The present invention relates to an electronic payment process using a smart card.
It is known that electronic means already exist for carrying out certain transactions, such as e.g. the payment for goods, the payment for telephone communications or various services. This is undergoing rapid development, because it offers considerable advantages as regards speed, ease and security. It is possible to refer in this connection to "electronic money".
These means use a smart card, which is a plastic support in which is embedded an electronic component containing a microprocessor, which contains a data memory of several hundred bits produced in Eprom technology. It consists of an Electrically Programmable Read-Only Memory.
The electronic processing performed in such a card consists of making a payment unit or token correspond with each bit of a memory zone. A point of sale terminal equipped with a card reader performs a transaction by lacing a certain number of bits in the memory.

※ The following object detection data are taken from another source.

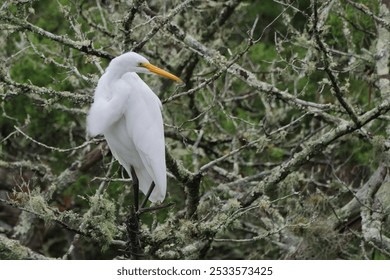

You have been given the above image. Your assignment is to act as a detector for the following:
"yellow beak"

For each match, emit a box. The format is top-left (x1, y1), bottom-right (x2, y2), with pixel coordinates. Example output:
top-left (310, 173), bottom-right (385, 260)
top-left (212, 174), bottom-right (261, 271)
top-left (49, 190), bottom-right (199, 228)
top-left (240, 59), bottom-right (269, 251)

top-left (142, 63), bottom-right (183, 83)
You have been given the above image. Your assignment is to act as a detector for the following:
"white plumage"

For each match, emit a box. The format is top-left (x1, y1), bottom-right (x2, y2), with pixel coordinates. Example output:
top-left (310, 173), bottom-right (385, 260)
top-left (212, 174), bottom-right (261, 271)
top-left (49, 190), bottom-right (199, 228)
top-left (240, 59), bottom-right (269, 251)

top-left (87, 52), bottom-right (180, 202)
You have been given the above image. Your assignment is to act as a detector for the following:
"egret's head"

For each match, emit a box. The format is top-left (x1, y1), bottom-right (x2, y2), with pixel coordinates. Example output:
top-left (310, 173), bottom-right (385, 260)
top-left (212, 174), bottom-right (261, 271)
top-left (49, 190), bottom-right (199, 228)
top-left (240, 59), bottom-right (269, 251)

top-left (110, 52), bottom-right (182, 83)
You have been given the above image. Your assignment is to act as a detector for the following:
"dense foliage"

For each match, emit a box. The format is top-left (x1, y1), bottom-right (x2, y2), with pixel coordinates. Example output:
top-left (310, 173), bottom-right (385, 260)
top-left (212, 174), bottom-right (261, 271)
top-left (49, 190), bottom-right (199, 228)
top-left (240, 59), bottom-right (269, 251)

top-left (0, 0), bottom-right (390, 259)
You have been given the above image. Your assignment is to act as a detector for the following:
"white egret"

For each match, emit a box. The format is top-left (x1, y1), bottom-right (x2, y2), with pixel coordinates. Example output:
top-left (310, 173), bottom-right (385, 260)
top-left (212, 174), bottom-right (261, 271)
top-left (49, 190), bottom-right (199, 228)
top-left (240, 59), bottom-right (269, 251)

top-left (87, 52), bottom-right (181, 210)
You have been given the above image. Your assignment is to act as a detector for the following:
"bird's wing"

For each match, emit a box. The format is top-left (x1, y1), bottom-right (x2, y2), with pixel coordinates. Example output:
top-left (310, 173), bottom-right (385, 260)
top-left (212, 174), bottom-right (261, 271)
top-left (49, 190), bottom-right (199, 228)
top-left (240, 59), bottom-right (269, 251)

top-left (125, 75), bottom-right (166, 202)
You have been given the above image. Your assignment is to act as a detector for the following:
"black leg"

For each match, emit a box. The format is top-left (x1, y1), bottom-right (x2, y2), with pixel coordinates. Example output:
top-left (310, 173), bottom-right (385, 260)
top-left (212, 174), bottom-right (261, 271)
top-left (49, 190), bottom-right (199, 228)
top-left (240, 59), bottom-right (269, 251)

top-left (140, 182), bottom-right (156, 209)
top-left (130, 166), bottom-right (139, 212)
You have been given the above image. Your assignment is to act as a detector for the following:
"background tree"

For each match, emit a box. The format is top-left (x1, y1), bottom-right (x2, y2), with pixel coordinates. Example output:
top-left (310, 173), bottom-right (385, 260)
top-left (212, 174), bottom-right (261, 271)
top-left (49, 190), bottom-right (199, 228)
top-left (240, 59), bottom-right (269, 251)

top-left (0, 0), bottom-right (390, 259)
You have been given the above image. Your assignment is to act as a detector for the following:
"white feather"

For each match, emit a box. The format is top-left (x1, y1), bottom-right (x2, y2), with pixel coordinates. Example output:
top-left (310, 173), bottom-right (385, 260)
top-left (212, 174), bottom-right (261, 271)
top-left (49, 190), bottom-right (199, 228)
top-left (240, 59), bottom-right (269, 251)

top-left (87, 53), bottom-right (171, 202)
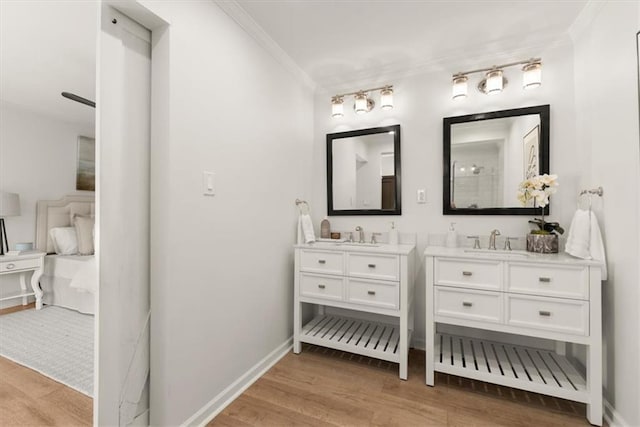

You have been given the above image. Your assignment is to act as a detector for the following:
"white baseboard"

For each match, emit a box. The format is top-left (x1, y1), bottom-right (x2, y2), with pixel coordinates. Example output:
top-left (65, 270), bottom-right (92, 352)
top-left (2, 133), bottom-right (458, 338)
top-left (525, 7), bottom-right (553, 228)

top-left (182, 337), bottom-right (293, 427)
top-left (602, 399), bottom-right (629, 427)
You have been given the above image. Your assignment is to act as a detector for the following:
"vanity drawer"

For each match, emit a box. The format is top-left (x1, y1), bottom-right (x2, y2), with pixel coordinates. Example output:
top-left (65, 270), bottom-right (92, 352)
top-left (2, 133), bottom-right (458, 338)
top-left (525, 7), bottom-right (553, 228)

The lacing of a bit consists of electrically passing a bit in the memory which was in logic state 1 corresponding to the crediting of one unit to logic state 0 corresponding to zero credit. As this data memory is produced in Eprom technology, this change of state is electrically irreversible.
These smart or chip cards have been described as with respect to their operation and applications in an article by Michel Ugon and Louis Guillou entitled "les cartes apuce" published in "La Recherche", no. 176, April 1986, vol. 17, pp. 472-479.
Although satisfactory in certain respects, these electronic payment processes suffer from disadvantages. Thus, on the one hand it is not possible to reload the card and on the other hand there is a high bit consumption, the number of laced bits being in fact equal to the number of tokens to be debited.